What about the use of Roundup? Chemically known as glyphosate, Roundup kills almost anything that is green. Lawn, horticulture, and agriculture folks debate whether Roundup is safe.
At the recent AcresUSA meeting, Dr. Don Huber, spoke on the topic, “Understanding Glyphosate.” Huber is a retired Purdue University pathologist, who has researched the effects of Roundup for 20 years. His findings, and that of many others confirm the fact that Roundup is toxic and not good for the health of the soil or the plants.
Roundup was patented in 1974. The same product was patented 10 years earlier as a simple chelator, i.e. a substance that immobilizes or grabs and holds other compounds. So Roundup gets into the soil and grabs the elements, especially manganese and other micro nutrients.
Monsanto, the manufacturer, claimed Roundup was biodegradable. Oops. You don’t see that on the label anymore. In a French Court, it was proven that it did not fully degrade in the soil. Studies show that the negative effects of Roundup last for more than 10 years.
Worse than that, research studies from many places are showing reduction in vigor and yield, increased chlorosis, mottling, leaf distortions, bud and fruit abortion, plant infertility, increased attack by insects, and more.

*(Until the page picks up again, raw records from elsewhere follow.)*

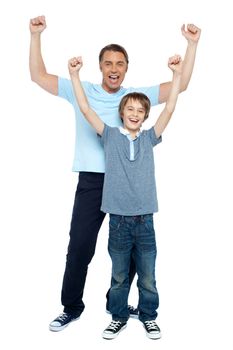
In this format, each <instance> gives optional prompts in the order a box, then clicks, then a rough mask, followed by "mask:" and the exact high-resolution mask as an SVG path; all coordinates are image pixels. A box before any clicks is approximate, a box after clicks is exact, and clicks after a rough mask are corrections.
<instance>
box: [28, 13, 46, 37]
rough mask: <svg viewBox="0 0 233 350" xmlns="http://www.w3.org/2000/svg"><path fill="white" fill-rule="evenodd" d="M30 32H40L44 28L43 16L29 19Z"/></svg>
mask: <svg viewBox="0 0 233 350" xmlns="http://www.w3.org/2000/svg"><path fill="white" fill-rule="evenodd" d="M29 27H30V32H31V34H36V33H42V32H43V30H44V29H45V28H46V21H45V16H38V17H35V18H32V19H31V20H30V24H29Z"/></svg>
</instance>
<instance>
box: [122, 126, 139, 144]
mask: <svg viewBox="0 0 233 350" xmlns="http://www.w3.org/2000/svg"><path fill="white" fill-rule="evenodd" d="M123 128H124V129H125V130H126V131H128V132H129V133H130V136H131V137H132V139H133V140H134V139H135V138H136V136H137V134H138V133H139V131H140V129H138V130H130V129H128V128H126V127H125V126H124V125H123Z"/></svg>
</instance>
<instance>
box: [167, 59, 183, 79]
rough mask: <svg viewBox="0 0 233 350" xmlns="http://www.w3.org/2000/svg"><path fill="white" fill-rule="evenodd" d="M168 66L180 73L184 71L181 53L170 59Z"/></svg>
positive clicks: (169, 59) (175, 70)
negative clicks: (180, 53)
mask: <svg viewBox="0 0 233 350" xmlns="http://www.w3.org/2000/svg"><path fill="white" fill-rule="evenodd" d="M168 67H169V68H170V69H171V70H172V71H173V72H177V73H178V74H181V73H182V58H181V56H180V55H174V56H172V57H170V58H169V60H168Z"/></svg>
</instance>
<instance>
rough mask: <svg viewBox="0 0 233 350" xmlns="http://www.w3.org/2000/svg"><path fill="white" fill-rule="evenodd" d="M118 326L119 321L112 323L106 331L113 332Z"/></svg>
mask: <svg viewBox="0 0 233 350" xmlns="http://www.w3.org/2000/svg"><path fill="white" fill-rule="evenodd" d="M120 324H121V322H120V321H112V322H111V323H110V325H109V326H108V328H107V329H110V330H113V331H115V330H117V328H118V327H119V326H120Z"/></svg>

Other key consequences of using Roundup are:
1. It robs plants of nutrients, i.e. reduced uptake of manganese and other nutrients. This effect carries over to animals that consume the plants.
2. It reduces nitrogen fixation.
3. It increases the virulence of some pathogens and makes crops more susceptible to disease.

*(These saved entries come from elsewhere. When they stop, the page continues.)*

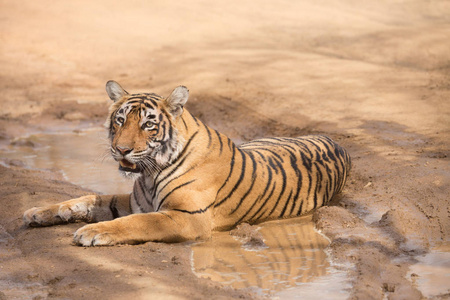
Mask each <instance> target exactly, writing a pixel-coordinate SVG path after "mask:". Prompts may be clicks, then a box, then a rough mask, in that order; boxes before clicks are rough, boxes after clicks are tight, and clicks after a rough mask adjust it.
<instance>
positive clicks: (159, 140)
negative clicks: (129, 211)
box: [105, 80, 189, 178]
mask: <svg viewBox="0 0 450 300" xmlns="http://www.w3.org/2000/svg"><path fill="white" fill-rule="evenodd" d="M106 92H107V93H108V95H109V97H110V98H111V100H113V101H114V103H113V104H112V105H111V107H110V113H109V117H108V119H107V121H106V123H105V126H106V127H107V128H108V129H109V138H110V142H111V145H110V150H111V153H112V156H113V158H114V159H115V160H116V161H118V162H119V171H120V172H121V173H122V175H124V176H125V177H129V178H137V177H139V175H141V174H142V173H149V174H154V173H155V172H157V171H159V170H161V169H162V168H163V167H164V166H167V165H168V164H170V163H171V162H173V161H174V160H175V159H176V158H177V157H178V155H179V153H180V152H181V150H182V149H183V145H184V139H183V138H182V137H181V136H180V135H179V134H178V129H177V127H176V123H177V120H178V118H180V117H181V114H182V113H183V107H184V104H185V103H186V101H187V99H188V97H189V91H188V89H187V88H186V87H184V86H179V87H177V88H175V89H174V90H173V92H172V94H171V95H170V96H169V97H168V98H163V97H161V96H159V95H156V94H153V93H141V94H129V93H128V92H127V91H125V90H124V89H123V88H122V87H121V86H120V85H119V84H118V83H117V82H115V81H112V80H110V81H108V82H107V83H106Z"/></svg>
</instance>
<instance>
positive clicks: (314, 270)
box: [192, 216, 349, 299]
mask: <svg viewBox="0 0 450 300" xmlns="http://www.w3.org/2000/svg"><path fill="white" fill-rule="evenodd" d="M258 227H259V232H260V233H261V235H262V237H263V240H264V243H265V246H262V247H261V246H257V245H256V246H252V245H251V243H250V245H248V244H246V243H245V242H244V241H242V240H239V239H238V238H236V237H233V236H231V235H230V233H229V232H218V233H215V234H214V235H213V238H212V239H211V240H210V241H206V242H200V243H197V244H195V245H193V246H192V249H193V253H192V266H193V270H194V273H195V274H196V275H197V276H199V277H204V278H210V279H212V280H214V281H220V282H223V283H224V284H227V285H231V286H233V287H234V288H255V289H256V290H258V291H260V292H261V293H263V294H266V295H272V296H280V297H282V298H285V297H287V298H289V299H292V298H296V297H299V298H300V297H301V298H302V299H308V296H311V298H314V299H317V291H315V289H316V288H319V289H320V291H321V295H323V296H328V297H329V298H330V299H331V298H332V299H345V298H347V297H348V293H347V292H345V289H346V288H349V285H348V283H347V277H346V274H345V272H343V271H338V270H337V269H336V268H334V267H333V266H332V265H331V264H330V259H329V257H328V255H327V254H326V252H325V248H326V247H327V246H328V245H329V241H328V239H326V238H325V237H324V236H323V235H321V234H320V233H318V232H317V231H316V230H315V228H314V225H313V222H312V220H311V216H308V217H302V218H295V219H289V220H280V221H271V222H266V223H262V224H260V225H259V226H258Z"/></svg>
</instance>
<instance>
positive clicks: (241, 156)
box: [214, 149, 246, 207]
mask: <svg viewBox="0 0 450 300" xmlns="http://www.w3.org/2000/svg"><path fill="white" fill-rule="evenodd" d="M238 152H239V153H240V154H241V157H242V168H241V175H240V176H239V179H238V181H237V182H236V184H235V185H234V187H233V189H232V190H231V191H230V193H229V194H228V195H227V196H226V197H225V198H223V199H222V200H220V201H219V202H218V203H217V204H215V205H214V207H218V206H220V205H222V204H223V203H224V202H225V201H226V200H228V199H229V198H230V197H231V196H232V195H233V194H234V192H235V191H236V190H237V188H238V187H239V185H240V184H241V183H242V179H244V176H245V163H246V158H245V155H244V153H243V152H242V151H241V150H239V149H238Z"/></svg>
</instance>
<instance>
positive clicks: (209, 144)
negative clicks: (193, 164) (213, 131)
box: [202, 123, 212, 149]
mask: <svg viewBox="0 0 450 300" xmlns="http://www.w3.org/2000/svg"><path fill="white" fill-rule="evenodd" d="M202 125H203V126H204V127H205V129H206V132H207V133H208V146H206V148H207V149H209V147H211V142H212V137H211V131H209V128H208V126H206V125H205V124H204V123H202Z"/></svg>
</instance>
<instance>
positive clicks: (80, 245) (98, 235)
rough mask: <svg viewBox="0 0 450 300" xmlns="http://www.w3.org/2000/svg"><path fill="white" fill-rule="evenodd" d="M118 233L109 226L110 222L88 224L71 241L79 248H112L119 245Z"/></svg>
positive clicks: (82, 228) (120, 234)
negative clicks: (88, 247)
mask: <svg viewBox="0 0 450 300" xmlns="http://www.w3.org/2000/svg"><path fill="white" fill-rule="evenodd" d="M120 236H121V234H120V232H119V231H118V230H115V229H114V226H111V225H110V222H101V223H96V224H90V225H86V226H83V227H81V228H80V229H78V230H77V231H76V232H75V234H74V236H73V241H74V243H75V244H77V245H80V246H86V247H89V246H112V245H115V244H119V243H120V242H121V241H120V240H121V239H120Z"/></svg>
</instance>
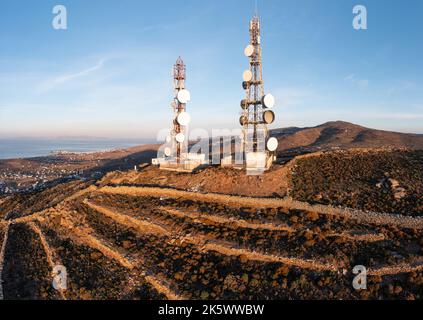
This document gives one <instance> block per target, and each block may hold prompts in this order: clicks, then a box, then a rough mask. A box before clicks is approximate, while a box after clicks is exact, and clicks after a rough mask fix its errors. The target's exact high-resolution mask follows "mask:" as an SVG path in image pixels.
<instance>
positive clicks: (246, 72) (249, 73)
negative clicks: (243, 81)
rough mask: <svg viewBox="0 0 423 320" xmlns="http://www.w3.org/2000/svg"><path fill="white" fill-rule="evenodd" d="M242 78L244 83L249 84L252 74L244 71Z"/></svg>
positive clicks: (252, 78)
mask: <svg viewBox="0 0 423 320" xmlns="http://www.w3.org/2000/svg"><path fill="white" fill-rule="evenodd" d="M242 78H243V79H244V81H246V82H250V81H251V80H253V73H252V72H251V71H250V70H245V71H244V74H243V75H242Z"/></svg>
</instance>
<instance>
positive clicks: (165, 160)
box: [152, 57, 205, 172]
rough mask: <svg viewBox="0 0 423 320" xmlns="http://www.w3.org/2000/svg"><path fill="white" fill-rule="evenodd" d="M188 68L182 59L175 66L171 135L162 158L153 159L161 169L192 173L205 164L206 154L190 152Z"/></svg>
mask: <svg viewBox="0 0 423 320" xmlns="http://www.w3.org/2000/svg"><path fill="white" fill-rule="evenodd" d="M185 81H186V66H185V64H184V62H183V60H182V58H181V57H179V58H178V59H177V60H176V63H175V65H174V66H173V92H174V98H173V100H172V103H171V107H172V111H173V116H172V126H171V129H170V134H169V136H168V137H167V138H166V143H165V145H164V146H163V149H162V152H161V157H159V158H157V159H153V161H152V162H153V164H155V165H159V166H160V169H164V170H172V171H182V172H191V171H193V170H195V169H196V168H197V167H199V166H201V165H204V164H205V155H204V154H191V153H189V152H188V125H189V123H190V122H191V116H190V115H189V114H188V113H187V112H186V107H187V103H188V102H189V101H190V100H191V94H190V92H189V91H188V90H187V89H186V88H185Z"/></svg>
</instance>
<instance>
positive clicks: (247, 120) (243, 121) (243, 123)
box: [239, 116, 248, 126]
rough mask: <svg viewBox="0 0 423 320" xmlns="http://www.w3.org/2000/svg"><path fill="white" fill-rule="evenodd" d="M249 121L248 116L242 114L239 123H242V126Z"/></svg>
mask: <svg viewBox="0 0 423 320" xmlns="http://www.w3.org/2000/svg"><path fill="white" fill-rule="evenodd" d="M247 122H248V118H247V116H241V117H240V118H239V123H240V124H241V126H245V125H246V124H247Z"/></svg>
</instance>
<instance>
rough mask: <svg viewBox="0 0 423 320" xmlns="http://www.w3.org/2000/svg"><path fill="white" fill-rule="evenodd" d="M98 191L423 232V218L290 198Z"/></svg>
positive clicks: (98, 189)
mask: <svg viewBox="0 0 423 320" xmlns="http://www.w3.org/2000/svg"><path fill="white" fill-rule="evenodd" d="M98 191H100V192H102V193H106V194H119V195H132V196H144V197H169V198H181V199H189V200H196V201H202V202H213V203H216V202H218V203H222V204H225V205H229V206H236V207H239V206H248V207H254V208H278V207H284V208H290V209H296V210H304V211H310V212H317V213H319V214H325V215H331V216H338V217H339V216H340V217H345V218H347V219H351V220H355V221H357V222H359V223H365V224H376V225H394V226H398V227H402V228H410V229H419V230H420V229H423V218H421V217H406V216H402V215H394V214H385V213H375V212H365V211H360V210H355V209H350V208H338V207H332V206H324V205H311V204H309V203H306V202H301V201H297V200H293V199H289V198H285V199H272V198H252V197H239V196H229V195H221V194H214V193H207V194H203V193H196V192H188V191H181V190H175V189H167V188H149V187H102V188H100V189H98Z"/></svg>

4. It kills beneficial soil organisms, and poisons the soil for all plants.
5. It increases lodging in crops.
6. It produces unfilled kernels in corn.
7. Weeds are becoming resistant and super-weeds are developing.

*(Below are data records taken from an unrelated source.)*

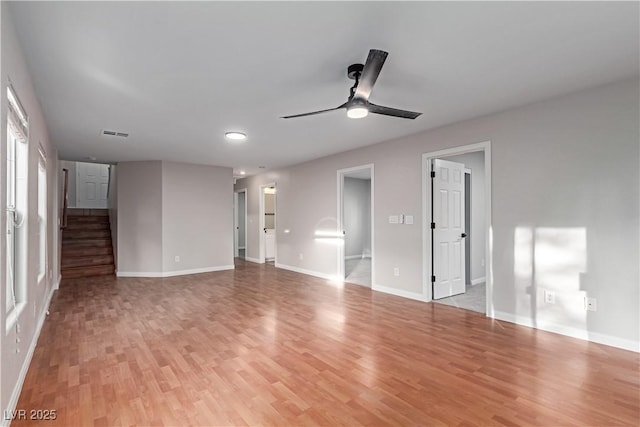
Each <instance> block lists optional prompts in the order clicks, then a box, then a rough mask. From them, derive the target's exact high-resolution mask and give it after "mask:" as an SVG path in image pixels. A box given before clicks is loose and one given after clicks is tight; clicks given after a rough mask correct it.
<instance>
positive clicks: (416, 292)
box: [371, 285, 429, 302]
mask: <svg viewBox="0 0 640 427" xmlns="http://www.w3.org/2000/svg"><path fill="white" fill-rule="evenodd" d="M371 289H372V290H374V291H378V292H383V293H385V294H390V295H395V296H397V297H403V298H409V299H413V300H416V301H422V302H428V301H429V299H428V298H427V296H426V295H423V294H419V293H417V292H409V291H403V290H402V289H396V288H388V287H386V286H380V285H373V286H372V287H371Z"/></svg>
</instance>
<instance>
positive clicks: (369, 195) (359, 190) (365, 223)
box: [343, 177, 371, 257]
mask: <svg viewBox="0 0 640 427" xmlns="http://www.w3.org/2000/svg"><path fill="white" fill-rule="evenodd" d="M343 197H344V203H343V217H344V223H343V225H344V231H345V242H344V246H345V252H344V253H345V256H346V257H353V256H364V255H367V256H371V180H370V179H357V178H349V177H345V178H344V189H343Z"/></svg>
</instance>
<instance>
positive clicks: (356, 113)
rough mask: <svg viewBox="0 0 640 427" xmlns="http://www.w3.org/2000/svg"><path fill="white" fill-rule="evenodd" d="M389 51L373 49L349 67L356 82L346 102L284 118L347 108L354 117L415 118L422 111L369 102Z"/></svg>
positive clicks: (303, 116)
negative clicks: (366, 55)
mask: <svg viewBox="0 0 640 427" xmlns="http://www.w3.org/2000/svg"><path fill="white" fill-rule="evenodd" d="M387 55H388V53H387V52H385V51H383V50H377V49H371V50H370V51H369V56H368V57H367V62H366V63H365V64H364V65H362V64H353V65H350V66H349V68H347V76H348V77H349V78H350V79H351V80H355V81H356V82H355V83H354V85H353V86H352V87H351V90H350V94H349V99H347V102H345V103H344V104H342V105H340V106H338V107H335V108H329V109H327V110H320V111H313V112H311V113H303V114H295V115H292V116H284V117H281V118H283V119H293V118H296V117H304V116H313V115H315V114H320V113H326V112H328V111H333V110H340V109H341V108H346V109H347V116H348V117H349V118H352V119H360V118H362V117H366V116H367V115H368V114H369V113H375V114H382V115H384V116H393V117H401V118H403V119H415V118H416V117H418V116H419V115H420V114H422V113H416V112H414V111H406V110H398V109H397V108H390V107H383V106H381V105H376V104H374V103H372V102H369V95H371V91H372V90H373V85H374V84H375V83H376V80H377V79H378V75H379V74H380V70H382V66H383V65H384V61H385V60H386V59H387Z"/></svg>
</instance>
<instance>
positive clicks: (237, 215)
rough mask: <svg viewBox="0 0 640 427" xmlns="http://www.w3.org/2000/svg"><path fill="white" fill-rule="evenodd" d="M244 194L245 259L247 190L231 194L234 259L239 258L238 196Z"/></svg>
mask: <svg viewBox="0 0 640 427" xmlns="http://www.w3.org/2000/svg"><path fill="white" fill-rule="evenodd" d="M239 193H244V255H245V258H246V257H247V189H246V188H243V189H240V190H237V191H234V192H233V212H234V215H233V253H234V258H238V257H239V256H240V241H239V238H238V226H239V224H238V222H239V221H238V194H239Z"/></svg>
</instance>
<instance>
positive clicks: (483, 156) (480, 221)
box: [445, 152, 487, 283]
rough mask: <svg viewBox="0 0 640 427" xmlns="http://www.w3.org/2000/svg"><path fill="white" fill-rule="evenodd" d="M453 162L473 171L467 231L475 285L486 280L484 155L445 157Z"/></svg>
mask: <svg viewBox="0 0 640 427" xmlns="http://www.w3.org/2000/svg"><path fill="white" fill-rule="evenodd" d="M445 159H446V160H450V161H452V162H458V163H464V165H465V167H466V168H468V169H471V208H472V210H473V212H472V218H471V230H467V233H468V235H469V240H467V242H468V243H470V245H469V246H470V248H469V249H470V253H471V259H469V260H468V261H469V266H470V267H471V280H472V281H473V282H474V283H477V282H479V281H484V280H485V277H484V276H485V268H484V261H485V248H486V240H487V239H486V237H485V200H484V193H485V191H484V153H483V152H475V153H466V154H460V155H458V156H450V157H445Z"/></svg>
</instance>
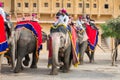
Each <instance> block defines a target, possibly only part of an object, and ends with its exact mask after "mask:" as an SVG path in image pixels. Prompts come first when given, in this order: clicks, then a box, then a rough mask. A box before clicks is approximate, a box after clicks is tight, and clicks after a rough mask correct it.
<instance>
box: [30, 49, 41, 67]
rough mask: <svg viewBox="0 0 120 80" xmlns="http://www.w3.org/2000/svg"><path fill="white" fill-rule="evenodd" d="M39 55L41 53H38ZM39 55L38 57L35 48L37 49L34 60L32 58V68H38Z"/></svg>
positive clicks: (34, 51) (33, 57)
mask: <svg viewBox="0 0 120 80" xmlns="http://www.w3.org/2000/svg"><path fill="white" fill-rule="evenodd" d="M38 57H39V54H38ZM38 57H37V54H36V49H35V51H34V53H33V60H32V64H31V66H30V68H37V62H38V59H37V58H38Z"/></svg>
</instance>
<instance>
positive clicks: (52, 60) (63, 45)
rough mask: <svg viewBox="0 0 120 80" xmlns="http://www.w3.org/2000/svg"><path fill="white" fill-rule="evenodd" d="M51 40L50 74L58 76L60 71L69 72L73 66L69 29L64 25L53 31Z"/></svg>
mask: <svg viewBox="0 0 120 80" xmlns="http://www.w3.org/2000/svg"><path fill="white" fill-rule="evenodd" d="M50 38H51V40H52V42H51V43H52V44H51V46H52V47H51V48H52V49H51V50H52V56H51V58H52V69H51V72H50V74H51V75H57V74H58V69H57V67H60V70H62V71H63V72H68V71H69V68H70V64H71V59H72V58H71V50H72V49H71V48H72V47H71V40H70V37H69V34H68V32H67V29H66V28H64V26H63V25H61V26H59V27H57V28H56V29H51V34H50Z"/></svg>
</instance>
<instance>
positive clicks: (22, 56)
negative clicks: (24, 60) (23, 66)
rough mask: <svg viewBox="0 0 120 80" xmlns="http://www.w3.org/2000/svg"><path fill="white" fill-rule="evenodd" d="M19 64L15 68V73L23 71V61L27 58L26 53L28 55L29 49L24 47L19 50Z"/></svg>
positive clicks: (17, 52)
mask: <svg viewBox="0 0 120 80" xmlns="http://www.w3.org/2000/svg"><path fill="white" fill-rule="evenodd" d="M16 52H17V53H16V54H17V56H16V58H17V63H16V65H15V68H14V72H15V73H18V72H20V70H22V69H23V66H22V59H23V58H24V57H25V55H26V53H27V49H26V47H22V48H19V49H18V50H17V51H16Z"/></svg>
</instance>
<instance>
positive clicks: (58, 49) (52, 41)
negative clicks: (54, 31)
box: [52, 35, 64, 66]
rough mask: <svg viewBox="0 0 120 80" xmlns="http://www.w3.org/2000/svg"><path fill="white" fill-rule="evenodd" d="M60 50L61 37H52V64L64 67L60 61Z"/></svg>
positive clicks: (55, 65) (62, 62) (54, 36)
mask: <svg viewBox="0 0 120 80" xmlns="http://www.w3.org/2000/svg"><path fill="white" fill-rule="evenodd" d="M53 40H54V41H53ZM59 48H60V37H58V36H55V35H54V36H53V35H52V64H53V65H55V66H62V65H64V64H63V62H59V61H58V54H59Z"/></svg>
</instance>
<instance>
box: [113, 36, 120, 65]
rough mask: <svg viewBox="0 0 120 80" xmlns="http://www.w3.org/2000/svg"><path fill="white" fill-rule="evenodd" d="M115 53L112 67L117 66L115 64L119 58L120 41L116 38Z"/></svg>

Huber showed examples in commercial production where glyphosate damage was severe, including crops where Roundup had not been applied for several years. In MN, 1000 acres of seed potatoes could not be certified because of excess glyphosate in the tubers, that came from growing Roundup Ready soybeans and spraying with Roundup the previous year. Lawsuits against Monsanto are in process in MN and ID regarding potatoes.
History teaches us that where societies have not taken care of the soil, the civilization fails. I don’t see the use of Roundup as a debatable issue. It is bad for the soil, our environment, our plants, our domestic and wild animals, human health, and our future. It’s a serious threat to the sustainability of agriculture and food production.
So what is the solution? We know Roundup should not be used! We know it is a serious matter. We know too that the answer begins with what we do in our own back yards. We owe it to our children and grandchildren to do what is right.
Have questions? Check out “Roundup” on the net and see for yourself. Read the 2010 Institute of Science in Society report, “Glyphosate Tolerant Crops Bring Diseases and Death.” It is replete with up-to-date references.